German research centre

The Center for Research on Antisemitism (Zentrum für Antisemitismusforschung, ZfA) at Technische Universität Berlin is a research centre dedicated to researching antisemitism. It was founded in 1982. Historian Wolfgang Benz headed the institute from 1990 to 2011.

==History==
Historian Moshe Zimmermann considers Heinz Galinski, president of the Central Council of Jews in Germany, and Rolf Berger, president of Technische Universität Berlin as the founding fathers of the center. According to Zimmerman, Galinski saw the 40th anniversary of the Kristallnacht pogrom in 1978 and the gap in the systematic study of antisemitism as the ideal time to launch an academic research center.
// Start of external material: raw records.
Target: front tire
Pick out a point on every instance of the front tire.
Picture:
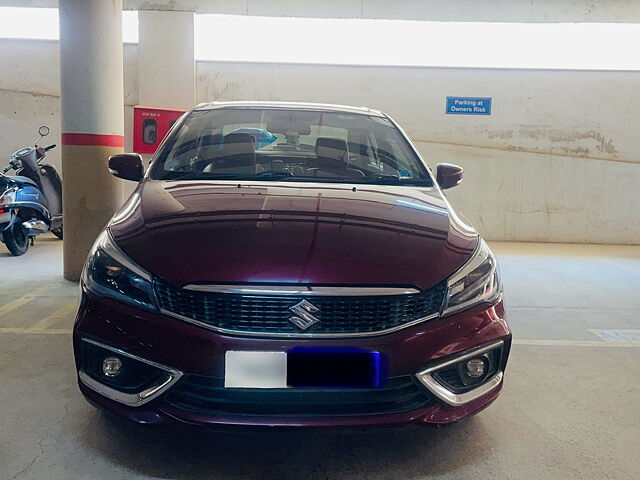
(16, 239)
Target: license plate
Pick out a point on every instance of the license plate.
(305, 367)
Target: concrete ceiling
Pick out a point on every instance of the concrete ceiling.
(443, 10)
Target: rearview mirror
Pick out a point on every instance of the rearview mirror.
(448, 175)
(127, 166)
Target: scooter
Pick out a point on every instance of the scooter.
(31, 200)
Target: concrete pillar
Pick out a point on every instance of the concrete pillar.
(91, 86)
(166, 65)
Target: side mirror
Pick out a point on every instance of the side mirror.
(127, 166)
(448, 175)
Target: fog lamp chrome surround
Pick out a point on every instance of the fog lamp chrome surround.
(131, 399)
(457, 399)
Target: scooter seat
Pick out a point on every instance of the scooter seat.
(21, 179)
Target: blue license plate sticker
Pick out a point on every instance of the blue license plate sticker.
(335, 367)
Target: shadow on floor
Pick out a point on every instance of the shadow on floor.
(196, 453)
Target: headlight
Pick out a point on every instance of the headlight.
(477, 281)
(108, 272)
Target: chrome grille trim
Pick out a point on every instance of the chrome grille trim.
(245, 333)
(301, 290)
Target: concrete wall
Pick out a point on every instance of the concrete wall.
(445, 10)
(557, 161)
(30, 94)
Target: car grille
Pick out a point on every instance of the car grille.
(271, 314)
(207, 395)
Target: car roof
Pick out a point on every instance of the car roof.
(325, 107)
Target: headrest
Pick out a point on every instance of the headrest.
(334, 149)
(238, 144)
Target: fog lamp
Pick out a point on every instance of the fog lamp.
(476, 367)
(111, 367)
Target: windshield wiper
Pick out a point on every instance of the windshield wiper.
(387, 179)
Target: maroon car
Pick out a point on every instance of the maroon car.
(289, 264)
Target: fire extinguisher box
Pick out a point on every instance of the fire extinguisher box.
(151, 125)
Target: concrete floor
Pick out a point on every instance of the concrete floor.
(569, 409)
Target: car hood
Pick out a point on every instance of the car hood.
(222, 232)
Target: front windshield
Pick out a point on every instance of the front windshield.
(289, 145)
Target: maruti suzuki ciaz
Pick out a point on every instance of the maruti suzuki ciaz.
(289, 264)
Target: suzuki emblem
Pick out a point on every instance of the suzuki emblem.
(304, 311)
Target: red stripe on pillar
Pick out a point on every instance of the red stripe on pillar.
(93, 139)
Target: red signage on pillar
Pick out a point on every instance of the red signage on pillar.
(150, 125)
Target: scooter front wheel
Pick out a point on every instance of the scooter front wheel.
(57, 232)
(16, 239)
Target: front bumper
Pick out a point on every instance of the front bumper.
(186, 351)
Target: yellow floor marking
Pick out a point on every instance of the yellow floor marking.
(577, 343)
(59, 314)
(32, 331)
(19, 302)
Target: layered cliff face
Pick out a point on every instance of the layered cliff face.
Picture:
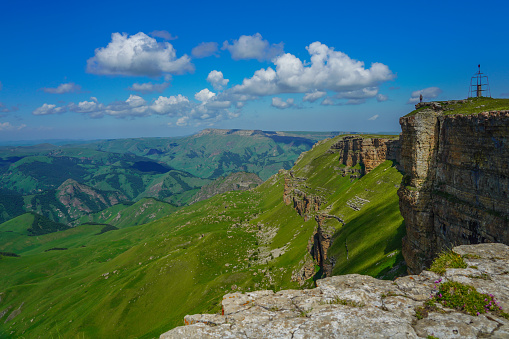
(456, 187)
(319, 190)
(366, 152)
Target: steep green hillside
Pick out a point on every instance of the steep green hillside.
(124, 215)
(368, 240)
(140, 281)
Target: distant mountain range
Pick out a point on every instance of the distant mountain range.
(67, 182)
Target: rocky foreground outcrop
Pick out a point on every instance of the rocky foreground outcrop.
(456, 185)
(354, 305)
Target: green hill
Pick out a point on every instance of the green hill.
(168, 169)
(123, 215)
(140, 281)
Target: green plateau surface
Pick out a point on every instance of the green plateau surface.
(140, 281)
(369, 242)
(125, 215)
(211, 155)
(470, 106)
(168, 169)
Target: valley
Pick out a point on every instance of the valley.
(117, 275)
(375, 205)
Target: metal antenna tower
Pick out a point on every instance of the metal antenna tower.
(478, 84)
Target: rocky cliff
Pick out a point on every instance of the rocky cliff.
(354, 157)
(368, 153)
(357, 306)
(456, 185)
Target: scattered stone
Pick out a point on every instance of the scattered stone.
(358, 306)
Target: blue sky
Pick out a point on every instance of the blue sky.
(98, 69)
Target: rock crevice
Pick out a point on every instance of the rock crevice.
(353, 305)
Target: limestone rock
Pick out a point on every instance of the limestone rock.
(357, 306)
(456, 185)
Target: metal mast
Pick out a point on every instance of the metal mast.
(478, 84)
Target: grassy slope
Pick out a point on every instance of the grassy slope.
(164, 270)
(373, 234)
(141, 212)
(472, 106)
(140, 281)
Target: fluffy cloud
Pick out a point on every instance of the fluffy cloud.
(171, 106)
(208, 112)
(427, 94)
(328, 70)
(205, 49)
(327, 102)
(47, 109)
(279, 103)
(217, 80)
(149, 87)
(137, 55)
(6, 126)
(5, 109)
(204, 95)
(63, 88)
(163, 34)
(313, 96)
(364, 93)
(182, 121)
(253, 47)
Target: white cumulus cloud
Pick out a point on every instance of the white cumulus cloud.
(363, 93)
(329, 70)
(149, 87)
(253, 47)
(204, 95)
(47, 109)
(427, 94)
(163, 34)
(279, 103)
(63, 88)
(327, 102)
(217, 80)
(313, 96)
(171, 106)
(205, 49)
(137, 55)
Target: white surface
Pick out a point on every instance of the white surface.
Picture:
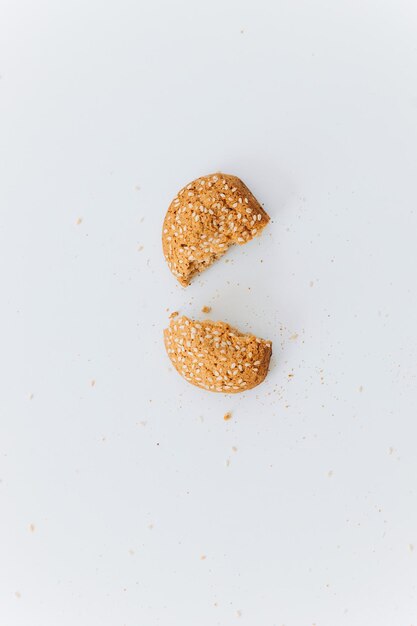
(129, 482)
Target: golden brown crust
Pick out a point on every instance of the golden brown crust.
(206, 217)
(216, 356)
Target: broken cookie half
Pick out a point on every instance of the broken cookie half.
(205, 219)
(216, 356)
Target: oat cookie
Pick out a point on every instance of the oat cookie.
(216, 356)
(205, 219)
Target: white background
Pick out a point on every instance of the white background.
(111, 494)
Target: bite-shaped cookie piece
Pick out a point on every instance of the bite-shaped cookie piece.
(216, 356)
(205, 219)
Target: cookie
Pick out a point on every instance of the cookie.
(205, 219)
(216, 356)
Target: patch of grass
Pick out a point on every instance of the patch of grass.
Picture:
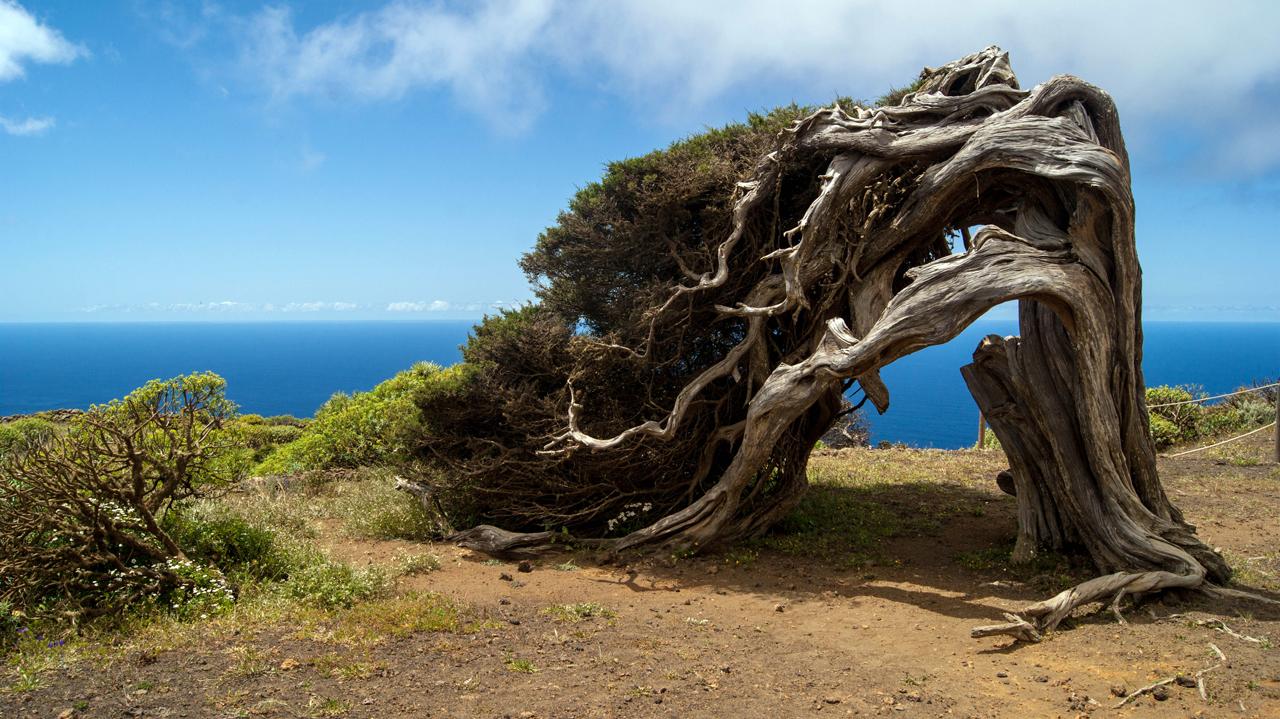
(520, 665)
(373, 508)
(373, 622)
(321, 708)
(579, 612)
(859, 498)
(330, 585)
(412, 564)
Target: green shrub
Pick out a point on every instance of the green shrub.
(364, 429)
(330, 585)
(375, 509)
(1184, 417)
(1162, 431)
(215, 534)
(22, 435)
(81, 512)
(201, 592)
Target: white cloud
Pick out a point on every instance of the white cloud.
(434, 306)
(481, 56)
(24, 40)
(1174, 64)
(28, 127)
(319, 307)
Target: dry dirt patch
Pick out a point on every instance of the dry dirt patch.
(860, 605)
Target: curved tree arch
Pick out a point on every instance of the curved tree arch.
(865, 275)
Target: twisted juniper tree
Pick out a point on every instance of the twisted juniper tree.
(709, 367)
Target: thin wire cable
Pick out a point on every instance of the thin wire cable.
(1215, 397)
(1225, 440)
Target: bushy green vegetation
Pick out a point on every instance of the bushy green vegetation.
(374, 509)
(1179, 424)
(119, 513)
(27, 433)
(364, 429)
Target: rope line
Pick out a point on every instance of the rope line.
(1225, 440)
(1215, 397)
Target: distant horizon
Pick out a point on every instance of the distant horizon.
(479, 317)
(252, 160)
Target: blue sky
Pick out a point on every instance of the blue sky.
(392, 160)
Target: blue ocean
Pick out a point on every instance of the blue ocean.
(292, 367)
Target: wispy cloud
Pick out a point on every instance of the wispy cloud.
(320, 307)
(23, 40)
(447, 306)
(479, 55)
(1170, 64)
(28, 127)
(434, 306)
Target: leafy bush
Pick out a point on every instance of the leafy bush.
(80, 513)
(330, 585)
(1162, 431)
(362, 429)
(22, 435)
(261, 438)
(375, 509)
(1185, 422)
(1183, 417)
(216, 535)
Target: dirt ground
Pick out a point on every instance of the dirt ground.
(771, 630)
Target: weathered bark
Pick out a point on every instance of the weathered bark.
(1046, 173)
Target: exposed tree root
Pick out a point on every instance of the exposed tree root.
(865, 274)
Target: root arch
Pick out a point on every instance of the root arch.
(865, 275)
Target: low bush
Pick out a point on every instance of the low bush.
(81, 511)
(243, 549)
(330, 585)
(364, 429)
(1178, 424)
(374, 509)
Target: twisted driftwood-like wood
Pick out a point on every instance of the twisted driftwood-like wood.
(1046, 175)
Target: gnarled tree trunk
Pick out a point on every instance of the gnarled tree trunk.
(1046, 175)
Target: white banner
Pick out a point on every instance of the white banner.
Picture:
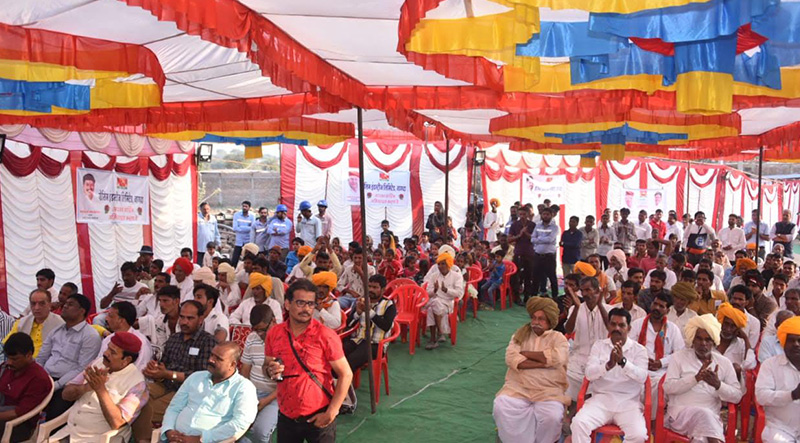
(638, 199)
(388, 189)
(537, 188)
(109, 197)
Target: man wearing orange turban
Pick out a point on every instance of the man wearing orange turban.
(778, 387)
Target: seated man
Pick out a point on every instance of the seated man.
(660, 337)
(587, 320)
(184, 353)
(68, 350)
(121, 315)
(778, 387)
(261, 288)
(23, 385)
(40, 322)
(617, 370)
(214, 321)
(733, 342)
(683, 294)
(530, 406)
(108, 395)
(444, 287)
(327, 311)
(214, 404)
(698, 380)
(382, 311)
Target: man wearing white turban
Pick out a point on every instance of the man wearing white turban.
(698, 380)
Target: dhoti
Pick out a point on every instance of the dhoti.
(522, 421)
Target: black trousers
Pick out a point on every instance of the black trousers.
(237, 250)
(544, 266)
(356, 354)
(524, 276)
(299, 431)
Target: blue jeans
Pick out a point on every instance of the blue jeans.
(486, 292)
(265, 423)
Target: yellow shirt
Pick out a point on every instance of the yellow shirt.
(36, 335)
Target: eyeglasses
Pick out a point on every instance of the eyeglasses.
(305, 303)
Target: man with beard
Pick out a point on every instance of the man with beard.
(778, 387)
(108, 395)
(307, 399)
(617, 370)
(212, 405)
(661, 337)
(530, 406)
(698, 380)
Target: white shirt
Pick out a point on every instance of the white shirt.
(685, 391)
(680, 320)
(733, 237)
(619, 389)
(673, 341)
(241, 316)
(672, 279)
(776, 380)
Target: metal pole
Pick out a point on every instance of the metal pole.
(446, 184)
(365, 266)
(758, 226)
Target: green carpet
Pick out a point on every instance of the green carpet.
(444, 395)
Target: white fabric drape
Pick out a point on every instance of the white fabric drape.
(39, 231)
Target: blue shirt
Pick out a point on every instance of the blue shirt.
(207, 230)
(545, 237)
(571, 241)
(215, 412)
(279, 231)
(241, 226)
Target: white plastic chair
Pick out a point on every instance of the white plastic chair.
(25, 417)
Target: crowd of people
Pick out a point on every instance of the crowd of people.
(675, 302)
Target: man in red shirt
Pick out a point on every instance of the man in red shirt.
(23, 385)
(301, 353)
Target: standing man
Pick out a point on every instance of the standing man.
(544, 239)
(530, 406)
(207, 231)
(242, 222)
(617, 370)
(325, 218)
(305, 355)
(279, 229)
(784, 232)
(520, 236)
(308, 227)
(258, 231)
(750, 228)
(492, 221)
(732, 238)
Berger approached Mayor of West Berlin Dietrich Stobbe, who was keen to support as a sign of solidarity with the Jewish community in Germany.

After an initial faculty meeting in November 1978, the university struggled to establish the center. The Center for Research on Antisemitism (ZfA) was officially established in 1982. Founding director Herbert A. Strauss gave his inaugural address on November 9, 1982, called "Research on Antisemitism as a Science". According to Zimmerman, Strauss followed the socio-historical methods of prejudice research in the United States and Great Britain, which emphasized the uniqueness of antisemitism.

Under Strauss's successor Wolfgang Benz, who took over in 1990, ZfA was part of the public debate about to what extent antisemitism should be researched within the context of research into general prejudice. Under Benz, the center became the first Holocaust research center in Germany.

Stefanie Schüler-Springorum has been the center's director since 2011.